VLE-ML: Prediction of Vapor-Liquid Phase Equilibrium Based on Molecular Descriptors with No Code Machine Learning
AIChE Annual Meeting
2024
2024 AIChE Annual Meeting
Annual Student Conference: Competitions & Events
Undergraduate Student Poster Session: Computing and Process Control
Monday, October 28, 2024 - 10:00am to 12:30pm
The research followed these experimental steps: First, extensive data collection was conducted using robust databases like CHERIC, peer-reviewed scientific articles, and the NIST ThermoData engine in Aspen Plus. We collected experimental data for 562 compound pairs, which amounted to 27,349 unique equilibrium datapoints.
To enhance model performance, dimensionality reduction techniques like Principal Component Analysis (PCA) and feature selection by correlation were applied. This reduction decreased the input features from 208 to 53 while retaining 80% of the original data variance. The data was then split into training (80%) and test (20%) sets which were split by compound pairs to preserve independence. Batch cross-validation was employed to optimize the models and ensure further generalization capacity.

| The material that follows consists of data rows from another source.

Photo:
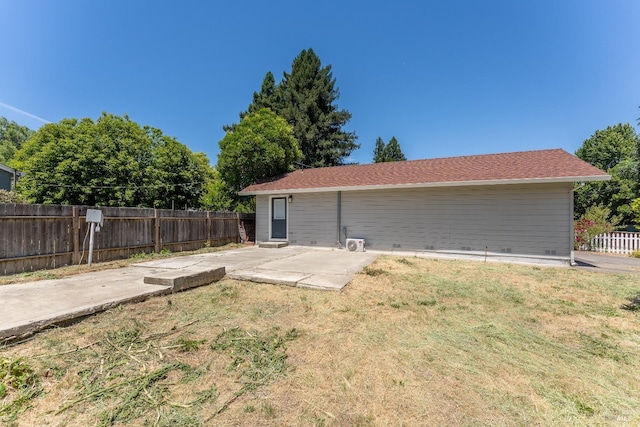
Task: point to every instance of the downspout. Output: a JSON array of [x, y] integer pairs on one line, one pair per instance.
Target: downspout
[[339, 219], [572, 233]]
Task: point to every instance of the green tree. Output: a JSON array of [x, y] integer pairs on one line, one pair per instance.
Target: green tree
[[306, 98], [390, 152], [110, 162], [12, 136], [615, 150], [261, 145], [310, 95]]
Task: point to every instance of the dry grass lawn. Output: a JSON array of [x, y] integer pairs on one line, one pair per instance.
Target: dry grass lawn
[[409, 342]]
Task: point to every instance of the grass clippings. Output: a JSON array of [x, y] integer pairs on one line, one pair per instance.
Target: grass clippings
[[424, 343]]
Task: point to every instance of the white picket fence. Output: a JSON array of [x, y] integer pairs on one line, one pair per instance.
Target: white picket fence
[[618, 242]]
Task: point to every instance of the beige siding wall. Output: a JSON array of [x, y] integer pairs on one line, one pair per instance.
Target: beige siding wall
[[517, 219], [312, 219], [262, 218]]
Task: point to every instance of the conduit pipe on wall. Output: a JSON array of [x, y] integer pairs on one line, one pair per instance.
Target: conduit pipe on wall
[[339, 214]]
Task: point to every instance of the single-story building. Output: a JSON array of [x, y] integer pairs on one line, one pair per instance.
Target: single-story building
[[508, 205], [8, 177]]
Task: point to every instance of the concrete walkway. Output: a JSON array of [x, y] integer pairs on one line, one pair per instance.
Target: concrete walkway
[[607, 263], [29, 307]]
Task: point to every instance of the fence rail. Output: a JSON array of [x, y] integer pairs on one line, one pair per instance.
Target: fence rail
[[619, 242], [34, 237]]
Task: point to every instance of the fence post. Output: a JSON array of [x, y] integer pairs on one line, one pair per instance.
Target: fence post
[[75, 212], [158, 246]]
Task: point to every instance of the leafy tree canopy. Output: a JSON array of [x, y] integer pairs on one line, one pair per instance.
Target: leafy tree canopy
[[260, 146], [306, 98], [110, 162], [615, 150], [390, 152], [12, 136]]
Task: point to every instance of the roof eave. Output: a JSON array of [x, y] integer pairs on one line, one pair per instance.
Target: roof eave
[[430, 185]]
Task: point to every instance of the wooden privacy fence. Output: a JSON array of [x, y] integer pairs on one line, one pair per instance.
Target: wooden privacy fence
[[619, 242], [34, 237]]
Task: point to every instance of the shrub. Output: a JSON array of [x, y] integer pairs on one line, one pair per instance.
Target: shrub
[[10, 197]]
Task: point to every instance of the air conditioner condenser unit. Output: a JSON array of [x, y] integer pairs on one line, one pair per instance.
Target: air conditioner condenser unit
[[355, 245]]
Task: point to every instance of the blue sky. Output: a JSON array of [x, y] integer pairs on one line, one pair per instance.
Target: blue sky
[[447, 78]]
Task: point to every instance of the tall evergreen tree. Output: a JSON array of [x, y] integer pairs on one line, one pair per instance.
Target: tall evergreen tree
[[12, 136], [390, 152], [269, 97]]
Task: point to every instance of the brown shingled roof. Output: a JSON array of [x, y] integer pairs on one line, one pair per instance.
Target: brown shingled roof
[[528, 166]]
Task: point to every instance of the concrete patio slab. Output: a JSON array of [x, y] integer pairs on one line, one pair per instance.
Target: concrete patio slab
[[288, 278], [179, 280], [333, 282], [30, 307]]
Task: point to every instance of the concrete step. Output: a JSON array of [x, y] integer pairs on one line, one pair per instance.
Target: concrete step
[[180, 280], [273, 245]]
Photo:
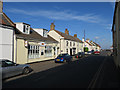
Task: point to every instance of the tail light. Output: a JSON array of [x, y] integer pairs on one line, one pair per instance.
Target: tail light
[[62, 58]]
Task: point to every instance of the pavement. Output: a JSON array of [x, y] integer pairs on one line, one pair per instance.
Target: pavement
[[90, 72], [108, 76]]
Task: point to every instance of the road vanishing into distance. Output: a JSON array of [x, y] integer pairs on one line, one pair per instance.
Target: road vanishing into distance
[[80, 73]]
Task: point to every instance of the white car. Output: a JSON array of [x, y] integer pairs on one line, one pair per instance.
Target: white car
[[9, 69]]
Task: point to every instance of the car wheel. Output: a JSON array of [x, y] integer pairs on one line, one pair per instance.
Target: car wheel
[[26, 70]]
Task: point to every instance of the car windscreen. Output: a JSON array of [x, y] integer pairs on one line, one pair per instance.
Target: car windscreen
[[62, 55]]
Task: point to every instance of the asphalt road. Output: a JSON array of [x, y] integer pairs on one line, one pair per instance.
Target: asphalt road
[[77, 74]]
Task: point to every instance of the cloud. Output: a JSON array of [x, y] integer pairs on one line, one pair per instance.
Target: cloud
[[96, 37], [61, 15]]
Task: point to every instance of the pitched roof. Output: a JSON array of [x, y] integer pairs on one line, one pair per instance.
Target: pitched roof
[[96, 44], [68, 37], [89, 43], [36, 37], [5, 20]]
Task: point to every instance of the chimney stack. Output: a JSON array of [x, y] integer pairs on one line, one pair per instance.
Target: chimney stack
[[52, 26], [1, 6], [88, 40], [66, 31], [75, 35]]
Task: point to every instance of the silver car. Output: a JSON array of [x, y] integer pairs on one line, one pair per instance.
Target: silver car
[[9, 69]]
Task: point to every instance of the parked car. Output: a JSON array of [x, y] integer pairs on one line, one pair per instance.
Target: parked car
[[9, 68], [97, 52], [89, 52], [80, 54], [63, 58]]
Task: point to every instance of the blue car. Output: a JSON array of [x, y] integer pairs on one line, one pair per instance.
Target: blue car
[[63, 58]]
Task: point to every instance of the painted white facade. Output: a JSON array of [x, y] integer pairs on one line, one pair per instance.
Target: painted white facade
[[6, 43], [66, 46], [23, 27], [42, 32]]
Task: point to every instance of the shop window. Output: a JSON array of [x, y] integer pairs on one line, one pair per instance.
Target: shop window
[[33, 51], [48, 51]]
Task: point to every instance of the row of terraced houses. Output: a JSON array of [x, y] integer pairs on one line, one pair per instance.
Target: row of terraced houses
[[22, 44]]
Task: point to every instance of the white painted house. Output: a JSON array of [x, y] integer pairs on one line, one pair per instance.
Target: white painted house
[[7, 31], [67, 43]]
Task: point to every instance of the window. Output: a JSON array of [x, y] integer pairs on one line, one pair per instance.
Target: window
[[74, 44], [9, 63], [66, 50], [66, 43], [33, 51], [26, 29], [48, 51]]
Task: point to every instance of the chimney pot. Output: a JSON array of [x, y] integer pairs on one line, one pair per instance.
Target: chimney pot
[[75, 35], [66, 31], [52, 26], [1, 6]]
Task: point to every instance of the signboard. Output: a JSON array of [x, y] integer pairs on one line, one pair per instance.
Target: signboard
[[42, 44], [25, 43]]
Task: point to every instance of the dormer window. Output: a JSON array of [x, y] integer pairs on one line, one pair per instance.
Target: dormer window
[[23, 27], [26, 29]]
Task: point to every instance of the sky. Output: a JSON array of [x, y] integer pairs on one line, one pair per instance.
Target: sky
[[94, 17]]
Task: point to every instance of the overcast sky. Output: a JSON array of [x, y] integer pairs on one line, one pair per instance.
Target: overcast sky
[[94, 17]]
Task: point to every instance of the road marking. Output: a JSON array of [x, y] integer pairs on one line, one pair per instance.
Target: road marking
[[96, 76]]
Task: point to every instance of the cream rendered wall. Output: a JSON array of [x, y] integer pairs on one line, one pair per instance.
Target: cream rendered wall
[[6, 43], [57, 37], [21, 52]]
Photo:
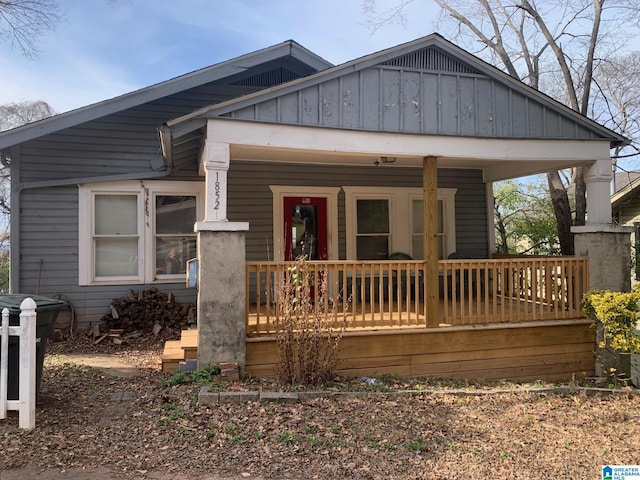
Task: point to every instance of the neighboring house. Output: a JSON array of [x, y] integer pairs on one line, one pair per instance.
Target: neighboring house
[[278, 153], [625, 206]]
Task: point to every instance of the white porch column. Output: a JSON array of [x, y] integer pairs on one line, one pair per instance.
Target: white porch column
[[607, 246], [598, 180], [221, 276], [215, 161]]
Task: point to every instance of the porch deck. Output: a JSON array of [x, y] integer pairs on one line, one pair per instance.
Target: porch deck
[[391, 294]]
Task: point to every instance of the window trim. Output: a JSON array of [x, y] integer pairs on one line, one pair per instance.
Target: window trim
[[401, 226], [146, 192]]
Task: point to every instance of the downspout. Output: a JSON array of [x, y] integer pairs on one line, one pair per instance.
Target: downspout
[[161, 166]]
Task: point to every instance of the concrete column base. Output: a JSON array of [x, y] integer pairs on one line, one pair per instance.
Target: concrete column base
[[609, 250], [221, 293]]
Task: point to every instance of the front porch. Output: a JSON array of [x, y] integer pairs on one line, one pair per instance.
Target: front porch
[[503, 318], [367, 295]]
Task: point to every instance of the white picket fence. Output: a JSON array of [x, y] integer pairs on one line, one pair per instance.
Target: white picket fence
[[26, 403]]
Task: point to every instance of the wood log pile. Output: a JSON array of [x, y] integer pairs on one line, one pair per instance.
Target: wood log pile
[[148, 311]]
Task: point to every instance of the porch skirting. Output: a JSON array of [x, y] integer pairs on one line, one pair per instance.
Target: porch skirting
[[558, 350]]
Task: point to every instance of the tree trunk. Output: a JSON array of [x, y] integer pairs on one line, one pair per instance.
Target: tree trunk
[[562, 210]]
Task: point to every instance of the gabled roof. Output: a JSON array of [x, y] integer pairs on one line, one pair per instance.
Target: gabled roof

Several models were trained and optimized, including Linear Regression, Random Forest, XGBoost, and Artificial Neural Networks (ANNs). A grid search was conducted to optimize the hyperparameters of each model. The models were evaluated using root mean square error (RMSE), mean absolute error (MAE), and the coefficient of determination (R²). Additionally, the results were compared with the UNIFAC model, a commonly used method for VLE diagram prediction.
The results indicated that Artificial Neural Networks (ANNs) achieved the best performance among the evaluated models. While the UNIFAC model was efficient for common compounds, it exhibited significant errors for rare molecules. Linear Regression had the worst performance, indicating the problem's non-linearity. Random Forest showed poor performance, whereas XGBoost demonstrated a marked improvement over Random Forest. Neural Networks outperformed all models, effectively handling the problem's non-linearities.
This research demonstrates that machine learning models, especially neural networks, can substantially improve VLE diagram prediction. Moreover, using codeless tools like RapidMiner facilitated the implementation and optimization of these models, making the process accessible to the academic community.